L’8 marzo è la giornata universalmente riconosciuta come Festa della Donna.
Peccato che non sia nata come tale.
L’8 marzo era, in origine, la Giornata Internazionale della Donna, che non festeggiava la donna ma invitava a manifestare per i diritti e i doveri che ogni donna, così come ogni uomo, dovrebbe possedere.
Ideata nel 1909 da una costola femminile del Partito Socialista Americano — per molto tempo contestata dal partito stesso — questa giornata ottenne una data univoca e un riconoscimento internazionale nel 1922, grazie al ruolo ricoperto dalla popolazione femminile nella Rivoluzione Russa. Da quell’anno, durante i primi giorni di marzo furono organizzati incontri, comizi e picchettaggi a favore del genere femminile.
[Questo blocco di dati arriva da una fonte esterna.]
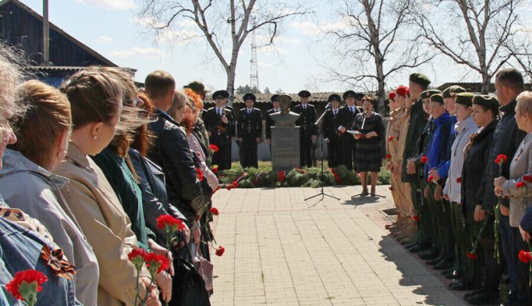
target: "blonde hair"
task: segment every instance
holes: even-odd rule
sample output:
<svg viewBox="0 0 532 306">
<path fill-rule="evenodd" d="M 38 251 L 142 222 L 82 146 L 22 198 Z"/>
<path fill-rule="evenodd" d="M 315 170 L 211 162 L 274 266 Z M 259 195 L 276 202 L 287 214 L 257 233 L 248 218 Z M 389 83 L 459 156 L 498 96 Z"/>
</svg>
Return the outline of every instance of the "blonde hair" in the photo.
<svg viewBox="0 0 532 306">
<path fill-rule="evenodd" d="M 517 96 L 516 99 L 517 100 L 516 108 L 519 113 L 532 116 L 532 92 L 523 92 Z"/>
<path fill-rule="evenodd" d="M 37 80 L 22 83 L 17 96 L 16 104 L 26 111 L 11 120 L 18 141 L 10 148 L 44 166 L 53 156 L 57 141 L 70 129 L 70 103 L 58 89 Z"/>
</svg>

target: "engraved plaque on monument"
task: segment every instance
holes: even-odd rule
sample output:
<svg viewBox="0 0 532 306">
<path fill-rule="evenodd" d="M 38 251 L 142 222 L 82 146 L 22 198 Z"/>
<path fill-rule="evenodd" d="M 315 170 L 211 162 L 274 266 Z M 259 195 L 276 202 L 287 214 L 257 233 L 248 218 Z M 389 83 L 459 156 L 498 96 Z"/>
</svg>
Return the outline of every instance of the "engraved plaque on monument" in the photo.
<svg viewBox="0 0 532 306">
<path fill-rule="evenodd" d="M 275 126 L 272 126 L 272 167 L 274 171 L 290 170 L 299 165 L 299 126 L 296 120 L 299 114 L 290 111 L 292 97 L 279 97 L 281 111 L 271 114 Z"/>
</svg>

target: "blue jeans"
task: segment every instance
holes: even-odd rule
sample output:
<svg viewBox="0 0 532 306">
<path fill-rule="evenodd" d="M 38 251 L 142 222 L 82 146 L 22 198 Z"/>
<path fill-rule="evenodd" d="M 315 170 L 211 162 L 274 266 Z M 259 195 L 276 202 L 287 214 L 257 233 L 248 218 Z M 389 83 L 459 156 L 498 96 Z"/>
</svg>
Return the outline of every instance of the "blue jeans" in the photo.
<svg viewBox="0 0 532 306">
<path fill-rule="evenodd" d="M 48 278 L 43 284 L 43 291 L 37 295 L 36 305 L 80 305 L 76 300 L 74 283 L 52 274 L 40 258 L 45 243 L 28 229 L 0 217 L 0 259 L 5 263 L 5 268 L 11 275 L 18 271 L 35 269 Z"/>
</svg>

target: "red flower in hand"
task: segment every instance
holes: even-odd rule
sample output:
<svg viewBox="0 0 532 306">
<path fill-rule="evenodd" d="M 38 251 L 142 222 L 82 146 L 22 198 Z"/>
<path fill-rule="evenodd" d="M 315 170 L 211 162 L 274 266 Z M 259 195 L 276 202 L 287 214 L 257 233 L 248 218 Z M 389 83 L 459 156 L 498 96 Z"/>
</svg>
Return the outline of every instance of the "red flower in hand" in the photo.
<svg viewBox="0 0 532 306">
<path fill-rule="evenodd" d="M 226 249 L 223 248 L 223 246 L 220 246 L 218 248 L 216 248 L 216 252 L 214 252 L 215 254 L 216 254 L 217 256 L 221 256 L 223 255 L 223 253 L 226 251 Z"/>
<path fill-rule="evenodd" d="M 478 258 L 478 254 L 475 251 L 472 251 L 470 252 L 467 252 L 467 253 L 466 255 L 467 256 L 467 258 L 470 258 L 470 259 L 471 259 L 472 261 L 474 261 L 474 260 Z"/>
<path fill-rule="evenodd" d="M 155 275 L 160 273 L 170 266 L 168 258 L 164 255 L 156 254 L 155 253 L 148 253 L 144 257 L 148 270 L 150 274 Z"/>
<path fill-rule="evenodd" d="M 216 145 L 210 144 L 209 145 L 209 149 L 211 150 L 211 151 L 214 153 L 218 153 L 218 151 L 220 151 L 220 148 Z"/>
<path fill-rule="evenodd" d="M 203 175 L 203 171 L 201 171 L 201 169 L 199 168 L 196 168 L 196 177 L 197 177 L 200 182 L 205 179 L 205 177 Z"/>
<path fill-rule="evenodd" d="M 519 251 L 519 254 L 517 256 L 519 260 L 525 263 L 528 263 L 532 260 L 532 254 L 530 252 L 527 252 L 524 250 Z"/>
<path fill-rule="evenodd" d="M 48 278 L 42 272 L 29 269 L 15 273 L 15 277 L 6 285 L 6 288 L 16 299 L 35 305 L 37 293 L 43 290 L 40 285 L 48 280 Z"/>
<path fill-rule="evenodd" d="M 159 229 L 162 229 L 165 226 L 168 226 L 167 229 L 172 230 L 172 231 L 184 229 L 184 225 L 183 225 L 182 220 L 174 218 L 170 214 L 161 214 L 157 218 L 157 227 Z"/>
<path fill-rule="evenodd" d="M 421 156 L 421 159 L 419 160 L 421 162 L 421 163 L 426 163 L 426 162 L 428 161 L 428 158 L 427 158 L 425 155 L 423 155 L 423 156 Z"/>
<path fill-rule="evenodd" d="M 282 182 L 284 180 L 285 174 L 286 173 L 284 171 L 277 171 L 277 180 Z"/>
<path fill-rule="evenodd" d="M 495 163 L 501 166 L 502 165 L 502 164 L 506 163 L 506 160 L 508 160 L 508 156 L 505 155 L 504 154 L 499 154 L 495 158 Z"/>
</svg>

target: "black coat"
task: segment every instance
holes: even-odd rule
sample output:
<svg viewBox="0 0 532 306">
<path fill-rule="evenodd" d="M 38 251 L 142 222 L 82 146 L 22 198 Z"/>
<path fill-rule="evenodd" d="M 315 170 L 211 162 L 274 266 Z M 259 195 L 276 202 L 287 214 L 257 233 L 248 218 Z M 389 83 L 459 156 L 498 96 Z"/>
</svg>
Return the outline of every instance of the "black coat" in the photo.
<svg viewBox="0 0 532 306">
<path fill-rule="evenodd" d="M 514 100 L 510 104 L 501 106 L 499 109 L 504 113 L 502 118 L 499 121 L 495 131 L 493 134 L 492 142 L 492 150 L 489 153 L 489 163 L 486 168 L 486 172 L 482 176 L 481 194 L 484 195 L 482 200 L 482 209 L 486 211 L 493 211 L 493 207 L 497 203 L 497 199 L 493 192 L 493 181 L 499 176 L 499 165 L 495 163 L 495 158 L 499 154 L 505 154 L 508 160 L 502 166 L 502 176 L 506 178 L 510 177 L 510 163 L 514 158 L 517 148 L 526 133 L 517 128 L 517 123 L 514 116 L 515 108 L 517 102 Z M 509 199 L 502 199 L 503 205 L 508 207 L 510 204 Z"/>
<path fill-rule="evenodd" d="M 168 200 L 189 221 L 201 214 L 204 202 L 187 134 L 166 113 L 157 110 L 149 129 L 156 137 L 148 158 L 161 166 L 167 178 Z"/>
<path fill-rule="evenodd" d="M 251 114 L 248 114 L 245 108 L 240 109 L 238 114 L 238 124 L 237 126 L 238 137 L 244 138 L 245 141 L 260 138 L 262 136 L 262 116 L 260 115 L 260 109 L 253 109 Z"/>
<path fill-rule="evenodd" d="M 462 168 L 460 195 L 462 212 L 465 222 L 475 221 L 473 215 L 477 205 L 482 204 L 484 199 L 482 178 L 489 161 L 489 149 L 492 147 L 494 132 L 497 122 L 494 120 L 478 134 L 473 134 L 472 140 L 467 144 L 467 152 Z M 475 136 L 476 135 L 476 136 Z"/>
<path fill-rule="evenodd" d="M 316 122 L 316 109 L 312 104 L 306 104 L 306 108 L 304 110 L 301 104 L 294 108 L 294 112 L 299 114 L 299 118 L 296 120 L 296 125 L 300 126 L 301 134 L 304 136 L 309 137 L 318 134 L 317 126 L 314 124 Z"/>
<path fill-rule="evenodd" d="M 165 244 L 166 233 L 164 229 L 160 229 L 157 226 L 157 218 L 162 214 L 170 214 L 184 221 L 187 221 L 187 218 L 177 208 L 168 202 L 162 169 L 153 161 L 143 157 L 133 148 L 130 148 L 128 154 L 140 181 L 139 187 L 142 191 L 146 226 L 155 233 L 158 244 Z"/>
</svg>

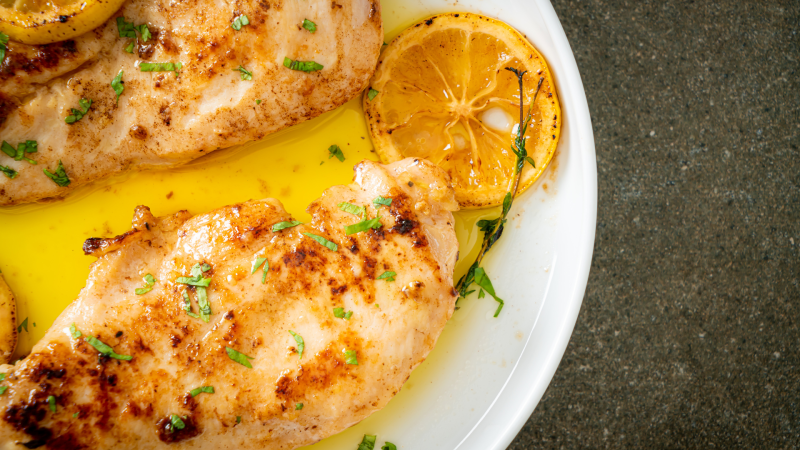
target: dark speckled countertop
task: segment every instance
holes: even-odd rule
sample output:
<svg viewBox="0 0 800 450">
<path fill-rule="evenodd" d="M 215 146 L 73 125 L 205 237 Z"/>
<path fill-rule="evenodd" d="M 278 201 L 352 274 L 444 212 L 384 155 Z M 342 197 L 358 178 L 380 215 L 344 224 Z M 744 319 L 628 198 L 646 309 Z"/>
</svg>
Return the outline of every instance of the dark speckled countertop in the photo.
<svg viewBox="0 0 800 450">
<path fill-rule="evenodd" d="M 800 1 L 553 5 L 594 125 L 597 238 L 509 448 L 800 448 Z"/>
</svg>

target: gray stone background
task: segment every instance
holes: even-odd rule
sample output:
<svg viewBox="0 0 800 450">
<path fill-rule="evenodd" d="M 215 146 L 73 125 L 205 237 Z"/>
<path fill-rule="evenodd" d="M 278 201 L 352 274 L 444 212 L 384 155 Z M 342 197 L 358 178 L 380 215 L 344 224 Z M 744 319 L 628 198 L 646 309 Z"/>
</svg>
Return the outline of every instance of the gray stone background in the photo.
<svg viewBox="0 0 800 450">
<path fill-rule="evenodd" d="M 597 238 L 509 448 L 800 448 L 800 1 L 553 5 L 592 115 Z"/>
</svg>

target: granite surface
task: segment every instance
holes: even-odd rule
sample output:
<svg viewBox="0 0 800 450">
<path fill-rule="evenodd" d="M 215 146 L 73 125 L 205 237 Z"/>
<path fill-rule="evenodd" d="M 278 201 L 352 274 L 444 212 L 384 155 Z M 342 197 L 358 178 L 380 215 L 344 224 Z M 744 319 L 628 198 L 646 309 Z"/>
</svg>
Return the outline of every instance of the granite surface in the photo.
<svg viewBox="0 0 800 450">
<path fill-rule="evenodd" d="M 800 448 L 800 2 L 553 4 L 592 115 L 597 238 L 509 448 Z"/>
</svg>

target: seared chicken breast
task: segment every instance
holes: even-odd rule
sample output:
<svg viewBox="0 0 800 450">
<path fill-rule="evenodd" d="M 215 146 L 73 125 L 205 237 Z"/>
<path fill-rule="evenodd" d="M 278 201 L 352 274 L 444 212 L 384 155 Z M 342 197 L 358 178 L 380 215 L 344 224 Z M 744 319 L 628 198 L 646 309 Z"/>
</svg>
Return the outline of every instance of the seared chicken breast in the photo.
<svg viewBox="0 0 800 450">
<path fill-rule="evenodd" d="M 453 313 L 457 208 L 413 159 L 360 163 L 307 224 L 272 199 L 138 207 L 131 231 L 84 244 L 86 287 L 0 366 L 2 448 L 294 449 L 354 425 Z"/>
<path fill-rule="evenodd" d="M 131 0 L 74 40 L 9 42 L 0 139 L 14 157 L 0 153 L 0 205 L 183 164 L 330 111 L 366 87 L 382 43 L 378 0 Z M 29 140 L 38 151 L 21 153 L 36 165 L 14 153 Z"/>
</svg>

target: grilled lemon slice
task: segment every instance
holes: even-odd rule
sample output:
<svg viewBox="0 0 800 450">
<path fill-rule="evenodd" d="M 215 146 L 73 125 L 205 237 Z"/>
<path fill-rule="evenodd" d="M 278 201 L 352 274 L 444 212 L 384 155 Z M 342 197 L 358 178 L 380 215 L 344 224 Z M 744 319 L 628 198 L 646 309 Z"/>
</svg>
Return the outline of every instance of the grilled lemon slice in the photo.
<svg viewBox="0 0 800 450">
<path fill-rule="evenodd" d="M 513 177 L 511 141 L 519 125 L 519 85 L 505 70 L 527 70 L 523 102 L 533 120 L 518 193 L 547 167 L 561 134 L 561 108 L 541 54 L 516 30 L 489 17 L 450 13 L 402 32 L 383 51 L 364 95 L 364 112 L 384 162 L 426 158 L 444 168 L 464 208 L 499 205 Z"/>
<path fill-rule="evenodd" d="M 102 25 L 124 0 L 0 0 L 0 32 L 23 44 L 71 39 Z"/>
</svg>

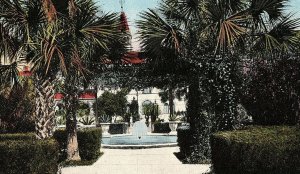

Che fare quindi oggi? Festeggiare o manifestare? In fondo, non è stata già concessa la parità? Perché proseguire con noiose proteste?
Eccola qui, però, la sottile incongruenza conservata accuratamente nel termine “concedere”.
L’impegno compiuto per raggiungere la parità è stato spesso osservato dall’esterno – e proprio perché esiste un esterno –, come un divertente teatrino, irragionevole, un ridicolo capriccio da tollerare per quieto vivere, senza capirne esattamente le motivazioni.
Questa sorta di condiscendenza si è imposta durante i primi cortei per il suffragio femminile, con lo stesso atteggiamento accomodante con cui si dà retta a un adolescente ribelle che fa battaglie per il lavoro, per il divorzio, per l’aborto, per il reato di stupro , e tutt’ora si rivolge così a chi decide di rifiutare in modo più o meno eclatante ciò che viene pubblicamente considerato la norma, il limite.
Più precisamente corrisponde a quel modo di fare sottile con cui si scrutano le diffuse eccezioni a quei pregiudizi che non sono più nemmeno considerati tali, ma sono divenuti i capisaldi del concetto di Normalità.
Sono luoghi comuni che comprendono caratteristiche psico-fisiche, attitudini caratteriali, attrazioni, desideri e capacità che non discriminano solo il genere di un essere umano, ma il suo singolare modo di essere, la sua natura che, proprio perché è sua, non può essere accomunata a quella di chi gli assomiglia solo perché gli somiglia.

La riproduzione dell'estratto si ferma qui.